Betsy DiSalvo is an Assistant Professor in the School of Interactive and founder of the Learning Ecologies Lab. Her research engages in the study of informal learning and the impact of cultural values on technology use and production. DiSalvo also develops installation and socially engaged art, frequently exploring issues around food and domestic technologies.

Her work has included the development of games such as the Click! Urban Adventure game that encouraged middle school females interest in technology and science, and casual games to build interest in the Children’s Museum of Pittsburgh. Her project, the Glitch Game Testers, leveraged young African American males passion for gaming into an interest in computer science through authentic work and learning experiences. 

Currently, the Learning Ecologies Lab is exploring parents’ use of technology for informal learning. In its first stages, this research is developing an understanding of how and why parents use or don’t choose to use computers, mobile devices, and other technology for learning. We are finding differences in patterns of use based upon gender, education level and income level. Future work included design research using participatory design methods to create parent portals that encourage the use of informal learning across socio-economic divides.

The Learning Ecologies Lab is also developing a community lab for computational learning in the Westside of Atlanta. The Westside neighborhoods have an impoverished educational landscape for K-12 students, yet border Georgia Tech and other higher education institutions. The community lab will consist of a computer services youth co-operative, where high school students will be trained to upgrade and fix donated surplus computer from local institution and companies, sell them in their neighborhood, and offer ongoing service and support to their customers. Exploratory computer science classes and research on learning motivation and support will be explored with in the context of the co-op.

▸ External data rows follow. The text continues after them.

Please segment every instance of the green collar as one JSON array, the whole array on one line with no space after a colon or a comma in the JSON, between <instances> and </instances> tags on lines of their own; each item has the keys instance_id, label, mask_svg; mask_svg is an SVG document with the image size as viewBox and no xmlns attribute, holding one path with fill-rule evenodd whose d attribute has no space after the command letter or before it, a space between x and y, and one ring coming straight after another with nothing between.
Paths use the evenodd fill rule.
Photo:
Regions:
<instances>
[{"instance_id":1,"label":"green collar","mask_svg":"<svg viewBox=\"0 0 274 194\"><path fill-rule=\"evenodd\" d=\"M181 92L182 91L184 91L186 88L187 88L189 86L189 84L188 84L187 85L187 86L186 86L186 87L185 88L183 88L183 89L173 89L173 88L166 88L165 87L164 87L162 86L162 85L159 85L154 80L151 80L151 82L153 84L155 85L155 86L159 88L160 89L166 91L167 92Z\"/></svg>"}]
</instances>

As an artists and researcher DiSalvo is working on documenting the participation in her most recent artist residency at the Walker Art Center. The informal networks developed through participatory art practices are regarded as having positive cultural and learning ripples through social networks. This project, The Kitchen Lab, has been contacting the participant who came to the table in developing it and tracing their connections to each other and other community members in the Twin Cities.